NBA superstar Chris Paul knows how volatile Cousins can be. On Friday night, he spent the better part of the third quarter baiting the Kings’ big man, attempting to get a rise out of Cousins. The new look Cousins didn’t bite and the attempts to get a reaction by Paul looked forced and obvious.
And gamesmanship didn’t end on the court. Paul refused to even mention the Kings’ starting center in his post-game interview, even when asked direct questions about Cousins. The Clippers got the win, but Cousins looked like the bigger man.
So far Cousins has worked hard to keep his emotions in check. He picked up his first technical of the season in the fourth quarter against the Clippers, but it was for taunting Paul after a big block and not for arguing with the refs. A coach can live with his star player celebrating a huge defensive play.

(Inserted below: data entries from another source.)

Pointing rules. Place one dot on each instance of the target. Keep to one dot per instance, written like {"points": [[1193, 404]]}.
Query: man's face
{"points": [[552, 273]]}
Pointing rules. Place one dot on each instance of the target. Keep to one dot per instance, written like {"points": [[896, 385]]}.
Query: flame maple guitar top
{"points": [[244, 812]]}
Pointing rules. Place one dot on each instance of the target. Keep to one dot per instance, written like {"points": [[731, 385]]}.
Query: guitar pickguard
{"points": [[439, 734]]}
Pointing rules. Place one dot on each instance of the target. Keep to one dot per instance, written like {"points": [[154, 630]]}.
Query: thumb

“He’s emotional,” Rivers said. “But don’t get that mixed up with ‘he’s a bad kid.’ He’s a terrific kid, he just gets emotional and he’ll grow out of that, too.”
There is no question that Cousins is an extremely emotional player and sometimes it’s difficult for him to bring the same effort night in and night out. On Saturday night against the Warriors, we saw the inconsistency that has plagued his game throughout his pro career. As their franchise player, the Kings need Cousins to fight through these types of games.
“DeMarcus has shown that when he comes out and plays with energy and fire and emotion, he is arguably one of the best big men in the NBA,” coach Malone told media following the Kings’ loss to the Warriors. “But as a team, it wasn’t just DeMarcus, I want to make that clear. As a team tonight, our effort was nowhere near where it needs to be.”
But Malone knows that the Sacramento Kings go as far as Cousins can take them. For a team built around a potential All-Star center, they need more than the eight-point, seven-rebound performance that Cousins mustered up on Saturday. They need him to play more than just 18 minutes, and they need more than the lackluster effort he put forth.
It’s only one game in a long season, and Cousins is bound to have a few more like this. Bringing the same level of intensity night in and night out is extremely difficult, but if Cousins wants to call himself the leader of this team, it comes with more than just the accolades of success.
Call this a learning experience. Cousins has put in the work to improve his overall game. He is in great physical shape, and throughout training camp and the early season he has been incredible.
The Kings are 1-2 against three very good opponents. Cousins has shown a snippet of just how good he can be, and expectations are only going to rise from here. He has all of the tools to be an All-Star and an Olympian, but he also has a long way still to go. He has all the talent in the world, but he needs to remember that nothing is more obvious to spot than a lack of effort.